Court: “Failure to Rehire” is an “Adverse Employment Action”

The Southern District of New York recently held, in Khan v. Hilton Worldwide, Inc., No. 14 CIV. 1011 ALC, 2015 WL 738108 (S.D.N.Y. Feb. 20, 2015), that a failure to rehire an employee qualifies as an “adverse employment action” and that plaintiff’s retaliation claims under Title VII and the NYC Human Rights Law survived defendants’ motion to dismiss.

From the decision:

There is no disputing that Khan’s filing of the EEOC complaint was protected activity, 42 U.S.C. § 2000e–3(a), and that Hilton had knowledge of the filing of the EEOC charge against it. Unsurprisingly, then, the defendants set their sights on the notion that Khan has not sufficiently pled an adverse action resulting from such knowledge. They posit that because Khan’s application has technically not been rejected, he cannot substantiate his failure to rehire theory. Their argument is unavailing. It is clear that an employer’s failure to rehire an employee qualifies as an adverse employment action under Title VII. Khan alleges that he was more qualified than the five individuals rehired for the “Secondary B–List Banquet Server” position in February or March 2013, and that his job performance had been above average. There is no avoiding the fact that the defendants “failed to rehire” Khan when, taking the allegations as true, they opted to employ five other individuals over him without a legal basis. Moreover, the defendants have persisted in their failure to rehire Khan because, years later, they have not informed him of an ultimate decision regarding his application. There seems no more material injury in the employment context than the decision to not provide employment, whether the vehicle used is termination or a refusal to hire someone who, in the absence of a prohibited influence, would have been hired.
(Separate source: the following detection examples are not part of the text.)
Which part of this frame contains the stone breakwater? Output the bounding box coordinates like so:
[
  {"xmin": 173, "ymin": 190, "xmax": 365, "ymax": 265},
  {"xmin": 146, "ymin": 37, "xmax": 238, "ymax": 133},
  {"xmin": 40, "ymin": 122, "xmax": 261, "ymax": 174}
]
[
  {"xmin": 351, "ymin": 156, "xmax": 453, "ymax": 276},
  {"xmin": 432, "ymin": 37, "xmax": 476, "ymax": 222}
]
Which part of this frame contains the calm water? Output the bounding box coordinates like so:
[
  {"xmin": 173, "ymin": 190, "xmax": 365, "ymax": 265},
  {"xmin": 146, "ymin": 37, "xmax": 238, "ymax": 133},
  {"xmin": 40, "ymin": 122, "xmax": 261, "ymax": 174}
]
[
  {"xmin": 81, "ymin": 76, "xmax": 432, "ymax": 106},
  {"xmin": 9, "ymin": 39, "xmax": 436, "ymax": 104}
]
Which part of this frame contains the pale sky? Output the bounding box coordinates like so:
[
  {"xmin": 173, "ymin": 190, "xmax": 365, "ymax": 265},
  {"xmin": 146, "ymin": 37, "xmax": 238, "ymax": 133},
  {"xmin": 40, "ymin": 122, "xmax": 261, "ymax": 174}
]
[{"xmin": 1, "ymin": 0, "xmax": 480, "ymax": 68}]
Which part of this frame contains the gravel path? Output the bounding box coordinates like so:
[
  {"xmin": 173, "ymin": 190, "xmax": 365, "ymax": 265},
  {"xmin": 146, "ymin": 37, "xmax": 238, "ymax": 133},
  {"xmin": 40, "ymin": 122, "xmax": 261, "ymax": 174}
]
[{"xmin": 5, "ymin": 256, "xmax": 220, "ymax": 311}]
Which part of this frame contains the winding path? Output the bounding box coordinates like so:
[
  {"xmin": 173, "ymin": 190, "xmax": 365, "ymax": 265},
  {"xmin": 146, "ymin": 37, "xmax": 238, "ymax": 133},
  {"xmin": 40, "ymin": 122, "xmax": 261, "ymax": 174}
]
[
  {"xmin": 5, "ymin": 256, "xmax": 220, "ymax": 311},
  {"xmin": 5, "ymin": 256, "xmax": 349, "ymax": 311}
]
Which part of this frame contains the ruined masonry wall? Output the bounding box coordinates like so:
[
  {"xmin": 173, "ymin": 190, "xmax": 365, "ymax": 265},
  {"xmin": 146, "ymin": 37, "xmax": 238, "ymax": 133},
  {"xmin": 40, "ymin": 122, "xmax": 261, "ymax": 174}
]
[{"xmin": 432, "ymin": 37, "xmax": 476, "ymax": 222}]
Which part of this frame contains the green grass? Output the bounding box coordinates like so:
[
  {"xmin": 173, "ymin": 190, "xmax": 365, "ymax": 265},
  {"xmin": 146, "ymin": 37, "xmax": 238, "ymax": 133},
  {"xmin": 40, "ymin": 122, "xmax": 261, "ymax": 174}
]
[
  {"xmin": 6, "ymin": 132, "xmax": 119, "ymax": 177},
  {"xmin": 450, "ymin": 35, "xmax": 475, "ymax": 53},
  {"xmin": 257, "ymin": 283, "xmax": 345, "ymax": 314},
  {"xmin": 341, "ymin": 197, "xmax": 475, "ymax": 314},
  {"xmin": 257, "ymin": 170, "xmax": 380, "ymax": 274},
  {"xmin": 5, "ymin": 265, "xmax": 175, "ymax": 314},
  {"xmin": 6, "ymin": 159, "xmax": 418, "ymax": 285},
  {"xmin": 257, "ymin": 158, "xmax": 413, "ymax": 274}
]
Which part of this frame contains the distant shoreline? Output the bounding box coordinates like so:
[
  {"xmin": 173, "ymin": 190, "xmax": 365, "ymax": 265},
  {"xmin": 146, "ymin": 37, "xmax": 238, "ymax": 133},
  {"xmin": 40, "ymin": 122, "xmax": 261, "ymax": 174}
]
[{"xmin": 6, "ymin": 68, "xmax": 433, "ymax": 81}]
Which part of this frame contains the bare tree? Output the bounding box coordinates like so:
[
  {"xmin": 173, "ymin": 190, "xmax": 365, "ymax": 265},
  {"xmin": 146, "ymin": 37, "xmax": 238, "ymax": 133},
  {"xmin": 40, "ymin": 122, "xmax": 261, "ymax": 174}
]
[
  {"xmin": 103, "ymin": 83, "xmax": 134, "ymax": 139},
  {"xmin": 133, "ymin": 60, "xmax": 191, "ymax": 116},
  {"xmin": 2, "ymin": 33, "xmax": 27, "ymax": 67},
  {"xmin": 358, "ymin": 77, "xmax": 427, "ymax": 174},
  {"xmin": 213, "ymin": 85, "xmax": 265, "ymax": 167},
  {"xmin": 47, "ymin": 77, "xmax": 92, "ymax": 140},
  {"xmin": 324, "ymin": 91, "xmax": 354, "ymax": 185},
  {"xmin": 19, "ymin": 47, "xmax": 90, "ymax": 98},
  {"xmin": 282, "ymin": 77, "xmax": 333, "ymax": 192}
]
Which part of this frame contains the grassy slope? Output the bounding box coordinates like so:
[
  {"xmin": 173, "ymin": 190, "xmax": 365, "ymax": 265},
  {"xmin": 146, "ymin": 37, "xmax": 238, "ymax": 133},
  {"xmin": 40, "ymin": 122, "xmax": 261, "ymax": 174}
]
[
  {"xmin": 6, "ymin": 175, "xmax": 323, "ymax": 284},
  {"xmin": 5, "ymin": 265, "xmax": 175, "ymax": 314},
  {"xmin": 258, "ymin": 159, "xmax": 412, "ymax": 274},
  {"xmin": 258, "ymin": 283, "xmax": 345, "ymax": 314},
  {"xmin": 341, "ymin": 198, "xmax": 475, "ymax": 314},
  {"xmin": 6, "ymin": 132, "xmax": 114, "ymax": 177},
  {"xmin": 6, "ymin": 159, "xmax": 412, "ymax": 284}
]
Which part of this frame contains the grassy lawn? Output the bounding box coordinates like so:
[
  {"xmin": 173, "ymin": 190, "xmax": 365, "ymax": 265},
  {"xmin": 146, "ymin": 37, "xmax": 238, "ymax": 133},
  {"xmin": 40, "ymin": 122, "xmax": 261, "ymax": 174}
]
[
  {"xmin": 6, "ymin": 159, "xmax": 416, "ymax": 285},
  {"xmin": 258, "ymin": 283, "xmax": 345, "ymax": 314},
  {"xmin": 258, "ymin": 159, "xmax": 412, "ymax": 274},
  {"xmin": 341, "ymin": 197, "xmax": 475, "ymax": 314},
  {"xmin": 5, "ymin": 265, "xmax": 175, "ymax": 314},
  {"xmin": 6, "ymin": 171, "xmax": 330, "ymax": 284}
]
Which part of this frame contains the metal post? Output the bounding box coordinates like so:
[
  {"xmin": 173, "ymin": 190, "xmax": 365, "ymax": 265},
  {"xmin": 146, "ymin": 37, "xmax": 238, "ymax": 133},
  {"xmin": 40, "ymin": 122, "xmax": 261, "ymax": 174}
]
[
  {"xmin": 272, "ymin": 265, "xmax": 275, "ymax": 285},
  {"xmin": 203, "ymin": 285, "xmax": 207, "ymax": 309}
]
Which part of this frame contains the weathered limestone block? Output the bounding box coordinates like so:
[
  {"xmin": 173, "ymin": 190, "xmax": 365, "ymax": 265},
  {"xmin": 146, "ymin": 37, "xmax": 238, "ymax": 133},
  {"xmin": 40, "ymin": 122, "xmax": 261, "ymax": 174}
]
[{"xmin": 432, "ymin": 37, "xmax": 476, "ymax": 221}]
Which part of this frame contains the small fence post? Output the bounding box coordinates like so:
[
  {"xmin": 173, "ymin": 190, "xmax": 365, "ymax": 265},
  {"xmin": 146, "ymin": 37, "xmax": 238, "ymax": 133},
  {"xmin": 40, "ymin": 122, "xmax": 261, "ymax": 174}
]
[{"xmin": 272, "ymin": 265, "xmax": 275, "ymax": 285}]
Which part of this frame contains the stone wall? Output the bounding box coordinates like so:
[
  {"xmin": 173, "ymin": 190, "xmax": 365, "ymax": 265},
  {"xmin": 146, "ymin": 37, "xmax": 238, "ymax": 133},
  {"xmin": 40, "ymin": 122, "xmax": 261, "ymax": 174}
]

Khan has also met his initial burden with respect to causation. A plaintiff may establish a causal connection either: “(1) indirectly, by showing that the protected activity was followed closely by discriminatory treatment, or through other circumstantial evidence such as disparate treatment of fellow employees who engaged in similar conduct; or (2) directly, through evidence of retaliatory animus directed against the plaintiff by the defendant.” Gordon, 232 F.3d at 117 (2d Cir.2000). Khan offers no direct evidence of retaliatory animus, and there is no need to address whether he has shown causation through temporal proximity because the pleadings contain enough circumstantial evidence to suggest a retaliatory motive.
The plaintiff alleges that Hilton declined to rehire him for the position of “Secondary IB–List Banquet Server” because he filed a complaint with the EEOC on December 21, 2011. He avers, upon information and belief, that literally every individual whose employment had been terminated due to the closing of Starbucks on June 24, 2012 was subsequently rehired as a “Server” in Hilton’s Banquet Department, except him. See Conklin v. Cnty. of Suffolk, 859 F.Supp.2d 415, 433–434 (E.D.N.Y.2012) (“Courts have consistently held that one way to establish a claim of retaliation is to show that the complaining employee is treated different than other employees who did not engage in a protected activity.” (citing Knight v. City of N.Y., 303 F.Supp.2d 485, 498–99 (S.D.N.Y.2004) and DeCintio v. Westchester Cnty. Med. Ctr., 821 F.2d 111, 115 (2d Cir.1987)). The employees, including Robert Arnold, Tofal Liton, Francis Butters, Jose Bermio, and Ahmed Mostaque, were rehired over Khan despite the fact that he had more relevant experience as a “Server” and his job performance while at Hilton had been exceptional. See Langford v. Int’l Union of Operating Eng’rs, Local 30, 765 F.Supp.2d 486, 504 (S.D.N.Y.2011) (holding that a plaintiff alleging race and sex discrimination had stated a claim for disparate treatment under Title VII where Complaint alleged she was passed over for employment by a candidate with less experience).

The inference that Khan was qualified for the “Server” position is bolstered by the fact that he progressed to a fourth, and perhaps final, round of interviews. See Gaffney v. Dep’t of Info. Tech. and Telecomms., 536 F.Supp.2d 445, 463 (S.D.N.Y.2008) (finding that where a manager was familiar with a candidate’s “education, work experience, and technical expertise,” his grant of an interview “could reasonably be read to suggest that [the applicant] possessed the basic skills and qualifications necessary for the position”). Moreover, as the plaintiff notes, a sinister inference can easily be drawn from the fact that, just hours after he expressed to Carlo that he intended to apply for one of the newly available “Server” positions, he received an email stating that his application for the job had been rejected despite the fact that he had not yet applied. Notably, none of the aforementioned individuals who were rehired had earlier complained of discrimination by the defendants. See Conklin, 859 F.Supp.2d at 433–434. These circumstantial allegations, taken together, state a claim for retaliation.